Earlier on they realized the dance music approach worked really well over a tennis scene. Then they asked the next essential question: “What would we do over the bedroom conflict scene?” It was early in the film and they could pivot. “And to our surprise, it could work. It was thrilling to turn up a piece of music like that, when they start arguing,” Reznor said. They thought it was “really fucking cool” but also assumed Guadagnino wouldn’t go for it. (He did.) It was in that scene that they realized how tricky it could be to have to filter all of their ideas through the “construct of something that sounds like dance music,” as Reznor said. “It became far more difficult than we would have imagined as we got into it.”

They realized that, once the music was added, “Challengers” changed. “The film felt quicker. The tennis was more exciting,” Reznor said. He wasn’t trying to toot his own horn. “You were leaning forward in your seat. There was a kind of fun – a propulsion and momentum. We are still in awe of how you can manipulate the way people feel with scoring. This was another great lesson for us.”

Reznor and Ross have since worked on a couple more Guadagnino projects – “Queer,” starring Daniel Craig, which goes wide this week (and offers a much more elegiac score); and the upcoming Julia Roberts-led “After the Hunt.” The collaboration is continuing. Thank goodness, considering how people responded to “Challengers.”

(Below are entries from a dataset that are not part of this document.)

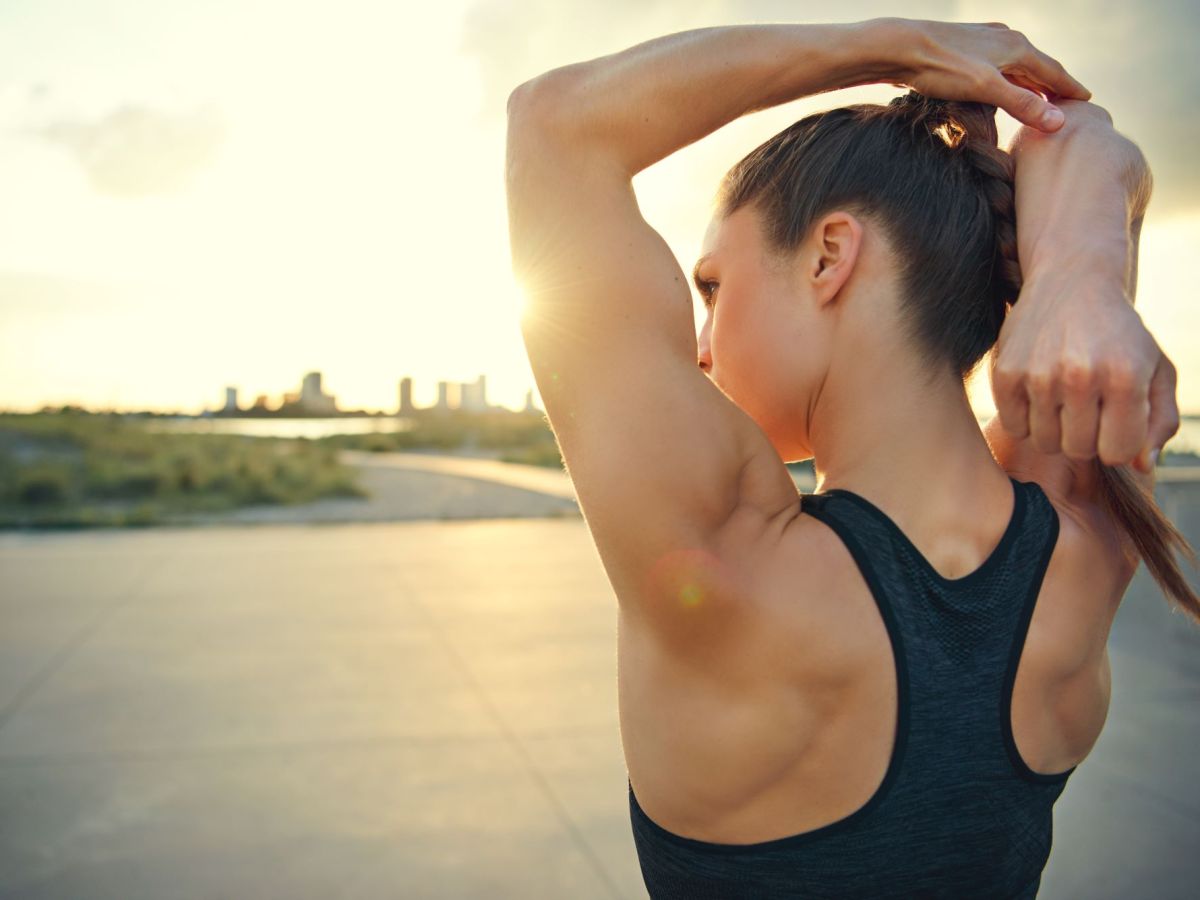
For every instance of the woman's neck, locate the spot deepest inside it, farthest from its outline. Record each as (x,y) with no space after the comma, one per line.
(892,442)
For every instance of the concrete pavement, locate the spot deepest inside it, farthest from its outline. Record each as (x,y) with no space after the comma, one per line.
(421,709)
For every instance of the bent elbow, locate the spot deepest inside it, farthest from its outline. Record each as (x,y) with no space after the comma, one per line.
(543,102)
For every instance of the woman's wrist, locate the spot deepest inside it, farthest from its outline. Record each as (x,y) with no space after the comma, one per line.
(1079,192)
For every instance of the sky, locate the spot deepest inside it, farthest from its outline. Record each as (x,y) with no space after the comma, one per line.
(235,192)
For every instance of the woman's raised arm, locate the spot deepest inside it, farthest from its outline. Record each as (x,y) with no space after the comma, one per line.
(1075,369)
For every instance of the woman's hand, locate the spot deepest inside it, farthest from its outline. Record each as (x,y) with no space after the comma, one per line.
(1077,371)
(984,63)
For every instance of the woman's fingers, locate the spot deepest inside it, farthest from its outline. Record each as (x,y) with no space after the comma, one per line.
(1024,105)
(1048,71)
(1164,412)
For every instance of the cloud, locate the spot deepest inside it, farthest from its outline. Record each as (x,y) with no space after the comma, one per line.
(1139,60)
(137,151)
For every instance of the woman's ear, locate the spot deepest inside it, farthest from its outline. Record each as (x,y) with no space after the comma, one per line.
(833,251)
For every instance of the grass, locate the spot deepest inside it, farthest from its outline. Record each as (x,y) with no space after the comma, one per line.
(77,469)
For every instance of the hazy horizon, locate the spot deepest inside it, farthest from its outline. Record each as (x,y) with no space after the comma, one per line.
(172,223)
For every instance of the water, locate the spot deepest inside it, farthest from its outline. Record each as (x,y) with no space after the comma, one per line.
(1187,439)
(310,429)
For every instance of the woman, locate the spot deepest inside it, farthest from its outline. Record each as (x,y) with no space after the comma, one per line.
(877,689)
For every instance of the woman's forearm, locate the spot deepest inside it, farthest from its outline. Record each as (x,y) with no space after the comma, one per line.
(1081,193)
(646,102)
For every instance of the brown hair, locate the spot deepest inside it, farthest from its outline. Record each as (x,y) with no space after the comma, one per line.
(930,173)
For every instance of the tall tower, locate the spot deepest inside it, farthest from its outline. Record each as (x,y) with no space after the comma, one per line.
(406,396)
(474,395)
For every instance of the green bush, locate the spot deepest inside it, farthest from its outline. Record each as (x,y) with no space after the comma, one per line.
(43,485)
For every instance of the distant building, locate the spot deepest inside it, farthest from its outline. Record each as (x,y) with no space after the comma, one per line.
(406,396)
(313,399)
(474,395)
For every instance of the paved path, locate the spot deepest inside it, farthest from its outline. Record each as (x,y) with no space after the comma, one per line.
(421,709)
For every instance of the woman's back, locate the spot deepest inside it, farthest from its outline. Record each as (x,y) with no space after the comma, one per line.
(796,729)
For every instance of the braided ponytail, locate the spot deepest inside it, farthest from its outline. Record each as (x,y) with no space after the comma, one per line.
(969,131)
(931,174)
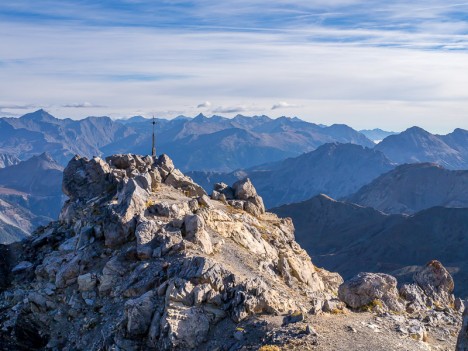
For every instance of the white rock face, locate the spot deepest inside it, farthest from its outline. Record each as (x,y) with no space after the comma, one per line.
(143,259)
(371,289)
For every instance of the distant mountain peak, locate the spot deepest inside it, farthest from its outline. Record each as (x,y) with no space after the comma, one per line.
(39,115)
(416,130)
(200,117)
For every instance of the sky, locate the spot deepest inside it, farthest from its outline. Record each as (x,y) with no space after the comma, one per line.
(386,64)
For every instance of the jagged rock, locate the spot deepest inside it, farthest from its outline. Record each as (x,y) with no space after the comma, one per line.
(417,331)
(139,313)
(221,189)
(145,233)
(415,298)
(333,305)
(86,282)
(132,262)
(436,282)
(459,305)
(85,179)
(244,190)
(462,343)
(371,290)
(195,232)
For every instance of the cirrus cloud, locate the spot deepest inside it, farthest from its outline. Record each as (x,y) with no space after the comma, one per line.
(205,104)
(283,104)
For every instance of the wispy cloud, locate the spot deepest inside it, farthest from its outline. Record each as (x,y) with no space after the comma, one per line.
(283,104)
(230,109)
(82,105)
(349,61)
(17,107)
(205,104)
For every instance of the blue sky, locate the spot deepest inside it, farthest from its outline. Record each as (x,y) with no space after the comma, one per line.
(389,64)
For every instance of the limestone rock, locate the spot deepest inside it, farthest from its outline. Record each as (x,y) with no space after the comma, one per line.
(414,296)
(436,282)
(462,343)
(86,282)
(195,232)
(145,233)
(139,313)
(142,259)
(371,290)
(244,190)
(85,179)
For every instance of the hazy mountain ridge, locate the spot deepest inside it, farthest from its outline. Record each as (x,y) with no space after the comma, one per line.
(336,233)
(263,139)
(8,160)
(335,169)
(376,134)
(414,187)
(416,145)
(30,195)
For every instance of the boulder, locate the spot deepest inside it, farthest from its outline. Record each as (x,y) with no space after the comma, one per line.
(145,233)
(462,343)
(195,231)
(436,282)
(85,179)
(139,313)
(244,190)
(87,282)
(371,291)
(414,297)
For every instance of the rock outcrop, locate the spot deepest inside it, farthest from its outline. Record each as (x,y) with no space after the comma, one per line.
(142,259)
(462,344)
(371,290)
(432,288)
(242,195)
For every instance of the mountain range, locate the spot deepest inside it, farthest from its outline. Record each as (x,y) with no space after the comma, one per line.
(334,169)
(411,188)
(240,142)
(349,238)
(30,195)
(416,145)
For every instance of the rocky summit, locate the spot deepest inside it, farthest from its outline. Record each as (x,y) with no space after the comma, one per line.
(142,259)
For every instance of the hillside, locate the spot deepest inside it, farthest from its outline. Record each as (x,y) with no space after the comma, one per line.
(414,187)
(30,195)
(415,145)
(142,259)
(244,141)
(336,233)
(334,169)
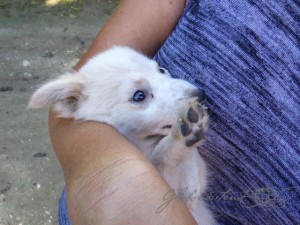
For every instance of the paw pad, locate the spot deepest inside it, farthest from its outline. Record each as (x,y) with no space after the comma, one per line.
(192,123)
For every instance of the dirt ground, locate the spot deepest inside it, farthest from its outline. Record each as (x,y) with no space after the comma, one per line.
(37,42)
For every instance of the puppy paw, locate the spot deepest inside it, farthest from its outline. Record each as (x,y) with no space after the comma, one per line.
(192,123)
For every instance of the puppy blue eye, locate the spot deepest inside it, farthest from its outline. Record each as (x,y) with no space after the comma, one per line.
(139,96)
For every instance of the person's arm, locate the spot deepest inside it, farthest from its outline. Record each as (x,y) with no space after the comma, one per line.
(108,180)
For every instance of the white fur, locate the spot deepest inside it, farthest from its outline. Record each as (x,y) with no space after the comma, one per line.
(102,90)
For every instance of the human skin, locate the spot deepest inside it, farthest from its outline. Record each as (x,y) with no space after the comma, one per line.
(108,180)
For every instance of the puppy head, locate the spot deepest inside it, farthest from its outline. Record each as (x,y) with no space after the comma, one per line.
(122,88)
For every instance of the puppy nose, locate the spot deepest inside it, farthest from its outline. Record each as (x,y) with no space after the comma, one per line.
(201,96)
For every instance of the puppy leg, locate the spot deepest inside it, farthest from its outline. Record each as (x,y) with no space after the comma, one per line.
(176,155)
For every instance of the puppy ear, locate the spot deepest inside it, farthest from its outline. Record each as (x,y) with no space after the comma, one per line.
(63,93)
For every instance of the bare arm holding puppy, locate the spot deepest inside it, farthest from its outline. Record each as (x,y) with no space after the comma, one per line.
(94,156)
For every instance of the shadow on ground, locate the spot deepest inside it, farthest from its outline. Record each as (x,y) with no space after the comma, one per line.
(37,42)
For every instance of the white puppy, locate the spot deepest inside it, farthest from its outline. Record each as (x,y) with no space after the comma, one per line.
(162,116)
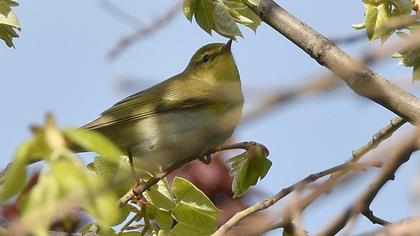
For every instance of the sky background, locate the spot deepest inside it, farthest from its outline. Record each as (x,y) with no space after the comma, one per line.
(60,66)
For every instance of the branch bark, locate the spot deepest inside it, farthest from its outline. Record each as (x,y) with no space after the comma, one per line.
(358,77)
(399,156)
(140,188)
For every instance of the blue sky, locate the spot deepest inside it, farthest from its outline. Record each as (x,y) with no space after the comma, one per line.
(60,65)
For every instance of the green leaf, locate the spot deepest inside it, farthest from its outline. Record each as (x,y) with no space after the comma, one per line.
(204,15)
(194,211)
(402,7)
(8,22)
(222,16)
(224,23)
(15,176)
(162,217)
(247,168)
(94,141)
(416,72)
(358,26)
(159,196)
(411,56)
(189,8)
(189,194)
(371,15)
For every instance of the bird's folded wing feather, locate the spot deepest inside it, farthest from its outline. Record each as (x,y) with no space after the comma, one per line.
(167,96)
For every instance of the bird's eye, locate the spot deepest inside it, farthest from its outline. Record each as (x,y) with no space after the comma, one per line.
(206,58)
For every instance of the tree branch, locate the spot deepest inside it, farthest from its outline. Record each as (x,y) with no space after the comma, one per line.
(401,154)
(409,226)
(140,188)
(140,33)
(358,77)
(377,138)
(261,205)
(368,213)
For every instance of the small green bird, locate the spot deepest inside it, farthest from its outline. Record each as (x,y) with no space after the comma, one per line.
(183,116)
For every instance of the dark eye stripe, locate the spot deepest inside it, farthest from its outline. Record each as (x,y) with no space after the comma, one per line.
(206,58)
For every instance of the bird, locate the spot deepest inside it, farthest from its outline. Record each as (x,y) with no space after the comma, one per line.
(181,117)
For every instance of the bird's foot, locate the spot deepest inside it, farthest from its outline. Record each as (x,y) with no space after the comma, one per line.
(206,159)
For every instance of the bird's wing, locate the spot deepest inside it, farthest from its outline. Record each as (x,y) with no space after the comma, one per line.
(169,95)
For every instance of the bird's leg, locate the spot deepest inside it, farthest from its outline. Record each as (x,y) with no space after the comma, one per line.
(133,170)
(206,159)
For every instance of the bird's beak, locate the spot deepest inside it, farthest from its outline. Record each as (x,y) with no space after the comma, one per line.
(227,46)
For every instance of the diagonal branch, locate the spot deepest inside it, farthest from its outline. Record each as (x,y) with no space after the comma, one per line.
(401,154)
(261,205)
(341,169)
(368,213)
(142,32)
(358,77)
(140,188)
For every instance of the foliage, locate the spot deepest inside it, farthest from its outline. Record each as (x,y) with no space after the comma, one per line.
(247,168)
(8,22)
(65,185)
(384,17)
(221,15)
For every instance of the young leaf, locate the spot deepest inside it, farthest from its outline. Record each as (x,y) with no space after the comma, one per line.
(8,22)
(159,196)
(247,168)
(162,217)
(189,8)
(194,211)
(416,72)
(371,15)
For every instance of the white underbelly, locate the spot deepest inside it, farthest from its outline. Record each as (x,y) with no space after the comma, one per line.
(160,140)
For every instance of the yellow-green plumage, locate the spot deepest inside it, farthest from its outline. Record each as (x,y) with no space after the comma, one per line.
(183,116)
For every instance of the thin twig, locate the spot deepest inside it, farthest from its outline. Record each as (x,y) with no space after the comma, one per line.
(410,226)
(142,32)
(140,188)
(261,205)
(119,13)
(357,154)
(377,138)
(401,154)
(357,76)
(368,213)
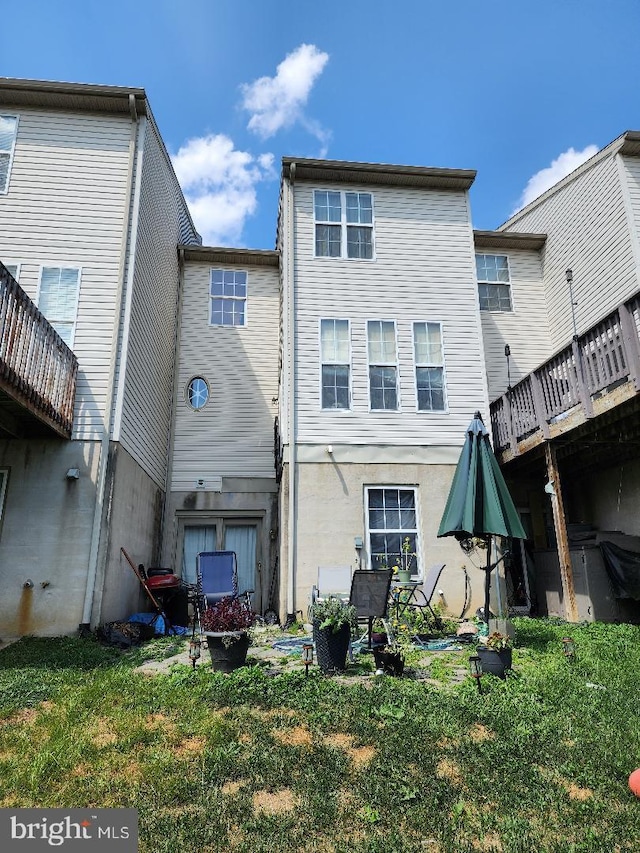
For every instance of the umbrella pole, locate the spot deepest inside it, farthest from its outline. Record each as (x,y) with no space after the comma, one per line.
(487,582)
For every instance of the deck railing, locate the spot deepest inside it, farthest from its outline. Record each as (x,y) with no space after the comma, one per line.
(606,355)
(37,368)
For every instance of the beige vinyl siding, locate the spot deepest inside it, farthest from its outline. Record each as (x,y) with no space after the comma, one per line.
(148,354)
(424,270)
(525,329)
(232,436)
(65,207)
(587,231)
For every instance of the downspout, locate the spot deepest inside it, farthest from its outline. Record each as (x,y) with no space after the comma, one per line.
(87,610)
(291,306)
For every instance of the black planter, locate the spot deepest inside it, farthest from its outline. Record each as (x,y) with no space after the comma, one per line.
(331,648)
(228,651)
(391,663)
(494,661)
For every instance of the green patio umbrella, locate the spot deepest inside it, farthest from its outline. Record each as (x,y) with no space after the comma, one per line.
(479,503)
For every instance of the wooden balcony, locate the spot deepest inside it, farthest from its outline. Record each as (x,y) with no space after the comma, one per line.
(37,369)
(589,385)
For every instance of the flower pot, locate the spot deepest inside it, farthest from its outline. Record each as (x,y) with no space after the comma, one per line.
(228,649)
(494,661)
(331,648)
(391,663)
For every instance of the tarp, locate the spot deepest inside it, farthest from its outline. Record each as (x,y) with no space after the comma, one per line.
(623,568)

We were talking a couple of days after Spotify Wrapped had been released and “Challengers,” whether the official soundtrack or the continuous mix version by Boys Noize, was on so many people’s end-of-year tallies. It is the latest example of the way that the score has crossed over, from movies to culture at large, something that “Challengers” did time and time again with memes and usage on various social media platforms, including TikTok. This kind of cross-media acceptance made Reznor and Ross feel good, especially because the experience of making “Challengers” was already so enjoyable.

“Everything was falling into place, the way that the film evolved and then was responded to by people, just feels organic and natural. To watch what it did virally, just people talking about it, it was something that we’ve been proud and to be involved in,” Reznor said. “It felt like a gift, in the sense of that it was fun to work on it, it was hard work, but never felt crippling, or never felt like we were off, possibly going the wrong direction. It felt daring within a fun container. It’s been cool to see people respond to the film. I think it’s a smart film. It didn’t talk down to an audience. And it is playful in a way that was exciting to be part of now.”

Ross added: “He really imagined a world – form the costumes to the performances – and when it all comes together, like ‘Challengers’ was a thing. Whether you like it or not, it was a thing. And I think that’s his vision.”